Batch Evict Kernels#

struct KVLayerInfo#

Per-layer KV cache metadata for batched kernel operations.

Public Members

void *data#

Pointer to this layer’s KV buffer [maxB, 2, H, S, D].

int32_t numKVHeads#

Number of KV heads for this layer.

int32_t maxSeqLen#

Max sequence length for this layer.

void trt_edgellm::kernel::compactKVCacheSingleLayer(
rt::Tensor &kvCacheLayer,
rt::Tensor const &batchMapping,
rt::Tensor const &kvCacheLengths,
rt::Tensor &dstKVCacheLengths,
int32_t oldActiveBatch,
int32_t newActiveBatch,
bool updateLengths,
cudaStream_t stream
)#

Compact a single layer’s KV cache by removing evicted batches.

Single-layer variant of compactKVCache for per-layer heterogeneous KV cache.

Parameters:
  • kvCacheLayer – [maxBatch, 2, numKVHeads, maxSeq, headDim] single-layer buffer (in/out)

  • batchMapping – [oldActiveBatch] GPU tensor, mapping[i] = newBatchIdx or -1 (evict)

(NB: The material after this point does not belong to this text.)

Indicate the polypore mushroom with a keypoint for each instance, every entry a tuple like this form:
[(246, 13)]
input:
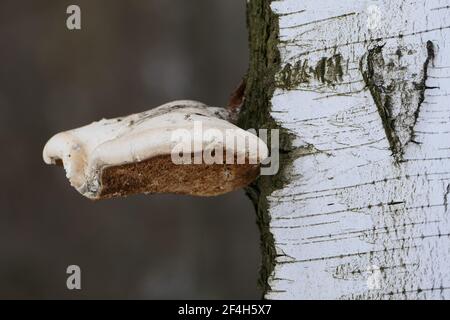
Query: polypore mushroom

  • kvCacheLengths – [maxBatch] GPU tensor of sequence lengths (const input)

  • dstKVCacheLengths – [maxBatch] GPU tensor for compacted lengths (output, may alias kvCacheLengths)

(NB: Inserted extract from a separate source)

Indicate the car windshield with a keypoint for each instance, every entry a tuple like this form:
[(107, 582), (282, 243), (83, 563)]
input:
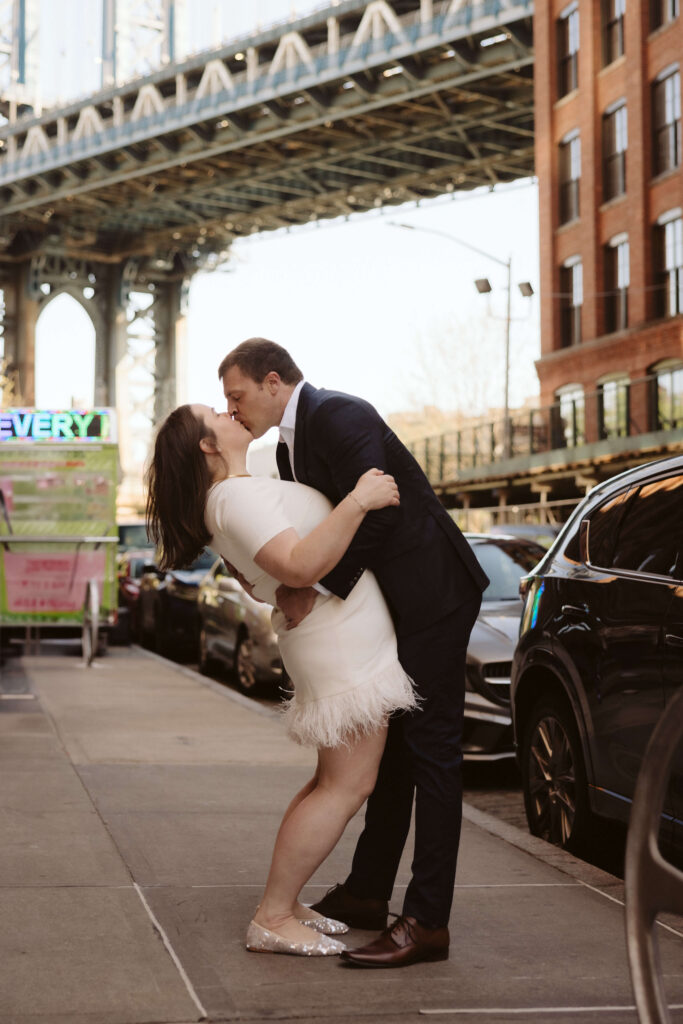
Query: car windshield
[(505, 562), (133, 535)]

  • oldActiveBatch – Number of batches before eviction

  • newActiveBatch – Number of batches after eviction

  • updateLengths – If true, update dstKVCacheLengths (only first layer should do this)

  • stream – CUDA stream

void trt_edgellm::kernel::compactTensorBatch(
rt::Tensor const &src,
rt::Tensor const &batchMapping,
rt::Tensor &dst,
int32_t oldActiveBatch,
int32_t newActiveBatch,
cudaStream_t stream
)#

Generic tensor compaction along batch dimension.

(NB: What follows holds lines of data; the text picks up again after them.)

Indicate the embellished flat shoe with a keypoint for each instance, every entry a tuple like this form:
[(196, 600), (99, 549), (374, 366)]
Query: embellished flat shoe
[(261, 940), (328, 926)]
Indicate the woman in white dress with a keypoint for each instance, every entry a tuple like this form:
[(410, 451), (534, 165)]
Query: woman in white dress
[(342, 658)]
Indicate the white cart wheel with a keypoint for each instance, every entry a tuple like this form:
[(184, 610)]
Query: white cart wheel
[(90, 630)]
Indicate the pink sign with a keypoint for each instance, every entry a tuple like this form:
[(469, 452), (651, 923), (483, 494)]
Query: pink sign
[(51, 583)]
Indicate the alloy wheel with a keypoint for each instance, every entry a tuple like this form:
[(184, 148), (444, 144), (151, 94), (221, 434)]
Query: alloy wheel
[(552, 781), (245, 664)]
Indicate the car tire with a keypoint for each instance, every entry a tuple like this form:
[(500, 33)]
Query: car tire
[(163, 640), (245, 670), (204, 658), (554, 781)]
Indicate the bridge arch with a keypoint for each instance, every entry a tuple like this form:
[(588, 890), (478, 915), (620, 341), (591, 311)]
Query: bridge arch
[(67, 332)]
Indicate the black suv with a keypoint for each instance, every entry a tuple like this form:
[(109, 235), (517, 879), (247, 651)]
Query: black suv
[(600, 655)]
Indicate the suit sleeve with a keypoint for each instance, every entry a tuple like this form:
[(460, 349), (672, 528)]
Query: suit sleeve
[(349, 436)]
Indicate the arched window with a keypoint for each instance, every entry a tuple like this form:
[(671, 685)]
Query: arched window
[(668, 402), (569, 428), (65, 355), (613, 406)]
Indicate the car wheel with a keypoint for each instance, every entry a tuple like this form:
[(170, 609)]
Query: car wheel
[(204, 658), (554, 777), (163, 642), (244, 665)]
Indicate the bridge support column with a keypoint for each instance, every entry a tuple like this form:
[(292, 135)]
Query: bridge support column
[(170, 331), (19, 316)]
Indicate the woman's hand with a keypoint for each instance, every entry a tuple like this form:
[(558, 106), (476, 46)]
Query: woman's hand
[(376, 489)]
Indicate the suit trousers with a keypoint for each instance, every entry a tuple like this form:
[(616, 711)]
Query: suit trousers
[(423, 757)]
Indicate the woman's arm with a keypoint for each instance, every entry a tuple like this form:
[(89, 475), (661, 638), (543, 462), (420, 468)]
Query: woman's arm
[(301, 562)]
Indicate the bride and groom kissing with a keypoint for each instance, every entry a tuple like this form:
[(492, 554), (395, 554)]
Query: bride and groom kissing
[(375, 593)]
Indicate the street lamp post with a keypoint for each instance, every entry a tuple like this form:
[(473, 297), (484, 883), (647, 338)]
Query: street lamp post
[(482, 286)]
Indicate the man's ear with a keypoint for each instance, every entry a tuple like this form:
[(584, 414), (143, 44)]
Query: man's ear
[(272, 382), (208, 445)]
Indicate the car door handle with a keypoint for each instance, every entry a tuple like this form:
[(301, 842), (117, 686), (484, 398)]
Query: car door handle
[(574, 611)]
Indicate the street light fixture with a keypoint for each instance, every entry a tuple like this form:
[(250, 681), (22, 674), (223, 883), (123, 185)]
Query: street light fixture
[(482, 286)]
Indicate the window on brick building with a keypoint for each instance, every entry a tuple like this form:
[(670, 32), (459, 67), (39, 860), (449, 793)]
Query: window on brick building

This kernel compacts a tensor by removing evicted batches.

Note

Assumes batch dimension is the first dimension (dim 0)

Note

For in-place operation, pass the same tensor as both src and dst

Parameters:
  • src – Source tensor (const input)

  • batchMapping – [oldActiveBatch] GPU tensor (const input), mapping[i] = newBatchIdx or -1

  • dst – Destination tensor (output, can be same as src for in-place operation)

  • oldActiveBatch – Number of batches before eviction

  • newActiveBatch – Number of batches after eviction

  • stream – CUDA stream

Throws:

std::runtime_error – if tensors are not located on the GPU, or tensor shapes are invalid

void trt_edgellm::kernel::compactKVCacheBatched(
KVLayerInfo const *layerInfos,
rt::Tensor const &batchMapping,
rt::Tensor const &kvCacheLengths,
int32_t numLayers,
int32_t headDim,
nvinfer1::DataType kvCacheType,
int32_t maxKVHeads,
int32_t maxBatchSize,
int32_t oldActiveBatch,
int32_t newActiveBatch,
cudaStream_t stream
)#

Batched compaction across multiple layers in a single kernel launch.

All layers in the batch must share the same headDim (template-selected). Layers may have different numKVHeads and maxSeqLen.

Parameters:
  • layerInfos – [numLayers] GPU array of KVLayerInfo

  • batchMapping – [oldActiveBatch] GPU tensor

  • kvCacheLengths – [maxBatch] GPU tensor of sequence lengths

  • numLayers – Number of layers in this batch

  • headDim – Head dimension (same for all layers in batch)

  • kvCacheType – KV cache storage dtype (kHALF or kFP8); controls element size for stride calculation

  • maxKVHeads – Maximum numKVHeads across all layers (for grid sizing)

  • maxBatchSize – Max batch size

  • oldActiveBatch – Batches before eviction

  • newActiveBatch – Batches after eviction

  • stream – CUDA stream